Waiting before retry.
[15:55:39] ***** Got a SIGTERM signal (2)
[15:55:39] Killing all core threads
0
Comments
~FA
At least mine was for a couple of hours, until I had enough and created a new folding directory.
I'm using Opty-165 (dual core processor) with two folding directory's, configured as unit 1 and 2 respective.
And when unit 2 couldn't proceed, I halted it and created a new folding directory and configured it as unit 3.
So that it will not not get the same WU that couldn't be reported.
In this way my computer will keep on folding.
Later people with problem reporting their finished WU, can do so when Stanford fixes the server.
Please add -oneunit doing this, then you will not be assigned a new WU again for this folding directory ...
It has been down now ~ 36 hours.
I received this timeless WU (249 points) from (171.64.122.120).

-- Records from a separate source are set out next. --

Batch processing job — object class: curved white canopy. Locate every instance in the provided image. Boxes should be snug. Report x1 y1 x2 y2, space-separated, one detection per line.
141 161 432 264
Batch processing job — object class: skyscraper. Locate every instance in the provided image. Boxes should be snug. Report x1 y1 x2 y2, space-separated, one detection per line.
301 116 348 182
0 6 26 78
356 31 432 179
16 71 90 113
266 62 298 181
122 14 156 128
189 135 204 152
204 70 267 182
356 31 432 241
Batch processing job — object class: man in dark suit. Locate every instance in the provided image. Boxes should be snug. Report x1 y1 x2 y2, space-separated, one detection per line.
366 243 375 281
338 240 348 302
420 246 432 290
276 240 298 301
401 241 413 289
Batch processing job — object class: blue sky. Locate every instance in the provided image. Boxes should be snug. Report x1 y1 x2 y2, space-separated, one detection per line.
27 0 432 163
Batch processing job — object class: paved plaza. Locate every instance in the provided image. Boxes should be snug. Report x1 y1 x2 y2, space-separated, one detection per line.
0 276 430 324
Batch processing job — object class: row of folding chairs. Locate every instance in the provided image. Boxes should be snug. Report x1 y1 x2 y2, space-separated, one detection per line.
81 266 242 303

So I'm currently running two of those ...
[12:21:36]
[12:21:36] - Couldn't get size info for dyn file: work/wudata_01.dyn
[12:21:36] Starting from initial work packet
[12:21:36]
[12:21:36] Protein: p1112_L939_K12M_nat_min1_355K
[12:21:36] - Run: 45 (Clone 54, Gen 20)
Edit,
Stanford should improve the way WU's are assigned, if it can't report/get new WU's from a failing server, it should switch to another server after 3 failing attempts.
I mean if 10 % of all folding machines is stopped becasue of this, they will loose a lot of computer power.
Also some folders might be upset, but I will not be frustrated because ...
I'm now up to EIGHT machines just twiddling their digital thumbs...
Esso is right though, just one server being down like this (a timeless server) is money to stanford because it takes 100s of Ghz of computers and makes them idle.
~FA
Cribbed from the Folding Community Forums:
For those of you using the console version, there is a quick guide to making changes on our main FAH page. Look for the item named Reconfiguring The FAH Console.
LINKY
bikerboy
Though i am yet to thank Pette Broad for the advise, we changed about 4 comps using all our usual flags. At least we don't have 10 procs sitting idle now as it becomes extremely frustrating.
I'm sure it is not just an overload of WU's affecting server 112. It has been running quite well for a long time and the problem started about 3 or so days ago. As Mudd said, it's FUBAR.
Jon
EDIT; nope, it's 200PPD now that no one is using the computer. Not too shabby for a GbGromacs on an old Athlon, is it!
I guess that the folding was talking to me. You need to get up and fix this ... :tongue2:
I changed to standard as Leonardo did, and it's now folding p2505, 200 points.
Will report the ppd in this post later.
Now it's time for coffee, make that black, very black.
The server 171.64.122.112 has been down now for ~ 54 hours.
Edit,
p2505 is doing 15m47s to 15m57s / frame, depending on load ~ 183 ppd ( 366 ppd using two cores).
Time less projects executes at ~153 ppd (~ 306 ppd using two cores), so its even better .....
The P3-500 MHz needs 97m / frame running p2502, so one Opty-165 core is ~ 6 times faster.